Milton, Vermont Angler Catches Muskie Through Ice

Milton, Vermont Angler Catches Muskie Through Ice

Milton, Vermont Angler Catches Muskie Through Ice

Ryan Carpentier with 32″, 14.1# muskellunge he caught while ice fishing on Lake Champlain on February 12, 2017. Carpentier measured, weighed and successfully released the fish.

When the flag on one of his tip-ups sprang to life on Lake Champlain on a clear February morning, Ryan Carpentier didn’t know what was lurking on the other end.

Just before sunrise about three miles off shore, near Tyler Place in Swanton, Carpentier set up 15 tip-ups, rigging them with 50-pound test, pike minnows and a circle hook with red and blue beads.

Around 8:30 a.m., he got his first and only bite of the day.

“I knew it was one of the biggest fish I had ever caught just by the way it ran,” Carpentier said. “I thought it was huge northern [pike]. It did four or five nasty runs like I’ve never experienced before. It was definitely a fight,” 

After a ten minutes struggle, Carpentier hauled a  38-inch, 14.1-pound muskellunge through the ice with the help of two friends.

After hauling the fish out of the water, the group quickly measured, weighed, photographed the fish and got it back in the water as quickly as possible.

The catch was the first muskellunge Carpentier had ever caught, but it was also one the few successful wintertime muskie catch and releases documented on Lake Champlain in Vermont.

After he released the fish and posted the photos on social media, Vermont Fish & Wildlife fisheries biologist Shawn Good contacted Carpentier.

“What I can tell you is I’ve never heard of a muskie getting caught through the ice in Vermont,” Good said. “It is important to say that because they do get caught through the ice in other states where they’re more abundant.”

Good has headed the department’s muskellunge team since 2008, a group that has spearheaded the muskie restoration movement on Lake Champlain. Lake Champlain’s muskie population was assumed lost between 1970 and 1980, Good said.

In the 1970’s-1980’s the muskie population was depleted and surveys and efforts to find any evidence of muskies in the lake by the Vermont Fish & Wildlife staff came up dry. Wildlife officials speculate the sharp decline was a reaction to poor water quality in the Missisquoi River and Missisquoi Bay after a chemical paper mill spill on the river, a tributary of Lake Champlain.

Good said overfishing did not play a role in the hurting the population, but he stressed the need for anglers to follow Vermont’s strict catch and release muskie policy.

To help revive the population, Good and his team have stocked 5-6″ muskie fingerlings. On average, Good said he stocks between 6,000 and 7,000 summer fingerlings per year. Since the start of the program, Good said he has stocked 50,620 fish in the Missisquoi River and Missisquoi Bay – the last known place where the native population was known to exist.

“We’re trying to return a species that was native to Lake Champlain back to the lake and reestablish its place in the fish community,” Good said. “We stock them in August and they’re hatched in April or May, so they’re four months old. The theory is, the larger they are when you stock them, the higher the probability of them surviving.”

Other states stock muskie at different stages including fry, which are typically 1 inch long, and fall fingerlings, which are about 10 inches. The number of fish stocked is relative to the size of the fish being stocked, Good said.

For instance, stocking muskie fry means that between 80,000 and 100,000 are stocked per year, with the expected survival rate hovering around 10 percent.
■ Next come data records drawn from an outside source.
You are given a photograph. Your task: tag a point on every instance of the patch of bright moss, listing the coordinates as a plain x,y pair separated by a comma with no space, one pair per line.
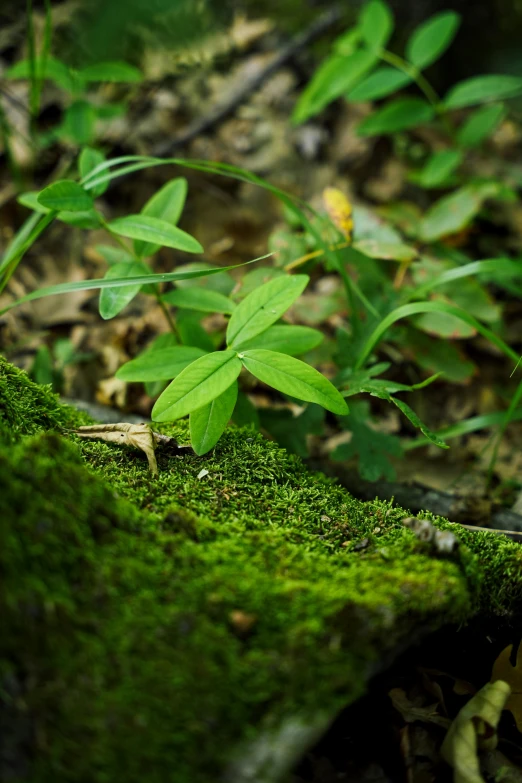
156,625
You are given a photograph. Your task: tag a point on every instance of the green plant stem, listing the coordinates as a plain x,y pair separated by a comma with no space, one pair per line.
422,83
509,416
165,310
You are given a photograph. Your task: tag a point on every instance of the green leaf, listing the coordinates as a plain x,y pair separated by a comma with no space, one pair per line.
374,248
78,122
372,448
53,69
291,431
336,76
263,307
379,84
88,160
110,72
293,340
208,423
293,377
398,115
159,364
65,194
197,385
155,231
198,298
452,213
412,416
431,39
88,219
113,300
191,332
481,124
483,89
439,167
376,24
167,204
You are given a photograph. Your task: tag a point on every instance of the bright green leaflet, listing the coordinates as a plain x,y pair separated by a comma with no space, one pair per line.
65,194
208,423
431,39
159,364
167,204
197,385
113,300
376,24
198,298
263,307
398,115
384,81
294,377
155,231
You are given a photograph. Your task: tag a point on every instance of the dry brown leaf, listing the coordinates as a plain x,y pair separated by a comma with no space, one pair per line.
474,729
503,670
140,436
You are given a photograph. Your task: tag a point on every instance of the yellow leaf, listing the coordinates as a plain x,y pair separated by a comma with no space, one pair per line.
474,729
339,211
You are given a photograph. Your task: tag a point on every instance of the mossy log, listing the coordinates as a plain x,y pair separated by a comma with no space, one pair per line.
206,624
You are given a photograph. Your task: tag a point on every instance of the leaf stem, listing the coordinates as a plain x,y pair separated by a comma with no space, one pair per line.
422,83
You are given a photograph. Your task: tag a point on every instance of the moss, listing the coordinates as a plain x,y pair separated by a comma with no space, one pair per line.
156,625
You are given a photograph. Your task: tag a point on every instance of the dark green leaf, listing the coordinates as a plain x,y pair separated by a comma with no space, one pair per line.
208,423
398,115
65,194
52,68
78,122
376,24
293,340
197,385
336,76
167,204
293,377
198,298
439,167
291,431
382,82
159,364
481,124
431,39
263,307
113,300
89,159
454,212
156,231
245,413
483,89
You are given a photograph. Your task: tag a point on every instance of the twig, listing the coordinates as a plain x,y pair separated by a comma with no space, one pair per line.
221,111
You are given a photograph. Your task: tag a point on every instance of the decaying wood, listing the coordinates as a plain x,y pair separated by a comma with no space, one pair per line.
140,436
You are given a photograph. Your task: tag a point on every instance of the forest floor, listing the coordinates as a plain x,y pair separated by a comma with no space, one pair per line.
63,340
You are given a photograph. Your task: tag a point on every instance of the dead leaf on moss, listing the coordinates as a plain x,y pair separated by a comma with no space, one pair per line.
140,436
474,729
503,670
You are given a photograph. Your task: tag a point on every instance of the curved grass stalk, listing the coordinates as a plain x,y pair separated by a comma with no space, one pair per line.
430,307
While Good noted Carpentier’s catch was uncommon because muskies are elusive, low-density predators he pointed to the instance as a larger sign that the restoration program is having a noticeable impact on the muskie population.

“At some point in the near future, there could be a recreational, targetable population of muskie that can sustain a sport fishery,” Good said. “It’s really encouraging.”

Vt. Fish & Wildlife fisheries biologist Shawn Good confirmed the catch and release of a second muskellunge, between 34-35 inches, through the ice on Lake Champlain less than 10 miles. That fish was caught by Gage Honsinger.